Prostanthera incana, commonly known as velvet mint-bush, is a species of flowering plant in the family Lamiaceae and is endemic to south-eastern continental Australia. It is an erect, moderately dense shrub with egg-shaped leaves, and lilac-coloured flowers, found mostly in near-coastal southern New South Wales.

==Description==
Prostanthera incana is an erect, moderately dense shrub that typically grows to a height of 1–2.5 m and has hairy branchlets. The leaves are hairy, dull green above, paler below, egg-shaped with wavy edges, 9–18 mm long and 6–13 mm wide on a petiole 2–4 mm long. The flowers are arranged in bunches near the ends of branchlets with bracteoles about 2–3 mm long at the base. The sepals are 4–6 mm long and form a tube 2–2.5 mm long with two lobes, the upper lobe 2–3.5 mm long. The petals are lilac-coloured and 8–10 mm long.

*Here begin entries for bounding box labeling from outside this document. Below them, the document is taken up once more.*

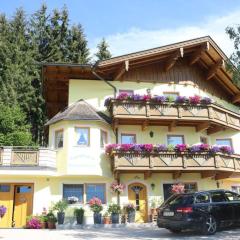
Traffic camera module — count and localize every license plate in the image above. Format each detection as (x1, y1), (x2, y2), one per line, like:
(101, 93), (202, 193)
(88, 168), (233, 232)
(163, 211), (174, 217)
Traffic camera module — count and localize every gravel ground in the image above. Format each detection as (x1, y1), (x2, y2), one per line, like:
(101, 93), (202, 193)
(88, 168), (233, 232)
(0, 226), (240, 240)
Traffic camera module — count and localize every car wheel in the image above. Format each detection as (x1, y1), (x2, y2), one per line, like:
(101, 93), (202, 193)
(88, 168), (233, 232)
(202, 215), (217, 235)
(168, 228), (181, 233)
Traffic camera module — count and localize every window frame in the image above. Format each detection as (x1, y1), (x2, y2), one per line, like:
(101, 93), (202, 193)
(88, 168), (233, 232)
(84, 183), (107, 204)
(120, 133), (137, 144)
(167, 134), (185, 145)
(62, 183), (85, 204)
(54, 128), (64, 149)
(74, 126), (91, 147)
(215, 138), (233, 149)
(100, 129), (109, 148)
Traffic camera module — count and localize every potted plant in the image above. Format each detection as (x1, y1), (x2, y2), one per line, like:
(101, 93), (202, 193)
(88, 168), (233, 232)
(108, 203), (121, 224)
(74, 208), (85, 224)
(26, 216), (42, 229)
(125, 203), (136, 223)
(47, 211), (57, 229)
(39, 215), (48, 229)
(103, 212), (111, 224)
(53, 200), (68, 224)
(0, 205), (7, 218)
(89, 197), (103, 224)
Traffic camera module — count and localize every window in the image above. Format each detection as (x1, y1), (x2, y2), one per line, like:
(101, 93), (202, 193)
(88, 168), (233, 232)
(63, 184), (83, 203)
(167, 135), (184, 146)
(0, 184), (10, 192)
(163, 92), (179, 99)
(200, 137), (208, 144)
(55, 130), (63, 149)
(86, 184), (106, 203)
(119, 89), (134, 95)
(225, 192), (240, 202)
(75, 127), (90, 146)
(195, 193), (210, 203)
(216, 138), (232, 147)
(121, 133), (136, 144)
(100, 130), (108, 147)
(211, 192), (226, 202)
(232, 186), (240, 194)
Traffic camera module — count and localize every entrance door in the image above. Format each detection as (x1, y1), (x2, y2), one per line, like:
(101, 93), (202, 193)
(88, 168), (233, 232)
(13, 184), (33, 227)
(128, 183), (148, 223)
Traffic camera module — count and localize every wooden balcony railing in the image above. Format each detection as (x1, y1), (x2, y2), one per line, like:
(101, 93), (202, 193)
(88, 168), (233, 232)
(109, 99), (240, 133)
(111, 151), (240, 179)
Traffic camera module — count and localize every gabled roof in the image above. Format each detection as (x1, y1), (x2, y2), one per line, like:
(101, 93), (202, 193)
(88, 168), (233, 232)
(42, 36), (240, 117)
(46, 99), (110, 125)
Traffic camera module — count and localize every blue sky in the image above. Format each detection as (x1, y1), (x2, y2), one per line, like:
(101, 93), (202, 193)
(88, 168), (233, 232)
(0, 0), (240, 55)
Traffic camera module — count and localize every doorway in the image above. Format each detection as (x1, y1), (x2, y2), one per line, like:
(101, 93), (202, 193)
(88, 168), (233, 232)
(128, 183), (148, 223)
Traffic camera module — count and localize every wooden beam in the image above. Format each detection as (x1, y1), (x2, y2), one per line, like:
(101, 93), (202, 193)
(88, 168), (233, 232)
(196, 122), (209, 132)
(142, 120), (149, 131)
(232, 92), (240, 103)
(172, 171), (182, 179)
(144, 171), (152, 180)
(114, 60), (129, 80)
(164, 48), (184, 72)
(168, 121), (176, 132)
(215, 172), (233, 180)
(207, 126), (225, 135)
(189, 42), (209, 65)
(201, 171), (216, 178)
(206, 59), (225, 80)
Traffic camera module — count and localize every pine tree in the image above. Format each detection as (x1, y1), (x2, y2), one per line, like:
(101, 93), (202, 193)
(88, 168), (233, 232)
(95, 38), (112, 61)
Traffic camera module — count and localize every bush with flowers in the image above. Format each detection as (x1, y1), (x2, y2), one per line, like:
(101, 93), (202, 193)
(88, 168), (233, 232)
(89, 197), (103, 213)
(171, 183), (185, 194)
(104, 93), (213, 107)
(110, 182), (125, 194)
(105, 143), (234, 155)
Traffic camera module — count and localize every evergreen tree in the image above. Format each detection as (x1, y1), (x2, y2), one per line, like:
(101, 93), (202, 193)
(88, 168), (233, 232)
(95, 38), (112, 61)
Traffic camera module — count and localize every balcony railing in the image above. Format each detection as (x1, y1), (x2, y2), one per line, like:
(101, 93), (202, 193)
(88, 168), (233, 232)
(0, 147), (56, 170)
(111, 151), (240, 177)
(109, 99), (240, 130)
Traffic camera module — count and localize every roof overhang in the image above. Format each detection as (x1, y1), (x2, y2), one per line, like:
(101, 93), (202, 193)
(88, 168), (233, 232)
(42, 36), (240, 117)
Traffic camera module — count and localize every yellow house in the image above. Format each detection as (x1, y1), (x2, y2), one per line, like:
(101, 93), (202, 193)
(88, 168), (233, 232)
(0, 37), (240, 227)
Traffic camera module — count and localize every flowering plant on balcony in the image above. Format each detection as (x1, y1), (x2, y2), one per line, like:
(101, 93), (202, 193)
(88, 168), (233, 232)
(171, 183), (185, 194)
(110, 182), (125, 194)
(89, 197), (103, 213)
(175, 144), (187, 152)
(175, 96), (187, 104)
(0, 205), (7, 218)
(189, 95), (201, 105)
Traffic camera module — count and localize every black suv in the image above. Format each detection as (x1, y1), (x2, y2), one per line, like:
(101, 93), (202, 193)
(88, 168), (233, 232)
(157, 190), (240, 235)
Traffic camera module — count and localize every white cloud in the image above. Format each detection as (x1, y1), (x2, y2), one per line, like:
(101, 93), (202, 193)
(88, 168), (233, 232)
(92, 10), (240, 56)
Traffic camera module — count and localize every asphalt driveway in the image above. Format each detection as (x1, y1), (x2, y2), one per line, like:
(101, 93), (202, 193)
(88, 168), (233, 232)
(0, 227), (240, 240)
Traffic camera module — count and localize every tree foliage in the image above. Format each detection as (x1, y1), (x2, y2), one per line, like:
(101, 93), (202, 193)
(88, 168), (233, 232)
(0, 4), (100, 145)
(95, 38), (112, 60)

Flowering occurs from August to December.

==Taxonomy==
Prostanthera incana was first formally described in 1834 by George Bentham from an unpublished description by Alan Cunningham, based on specimens collected by Charles Fraser in the Blue Mountains and by Cunningham near the junction of the Nepean and Warragamba Rivers. The description was published in Bentham's book, Labiatarum Genera et Species.

==Distribution and habitat==
Velvet mint-bush grows in forest and woodland in shallow sandy soil in near-coastal New South Wales, south from Craven in the Hunter Valley. There is also a small population near Dargo in Victoria.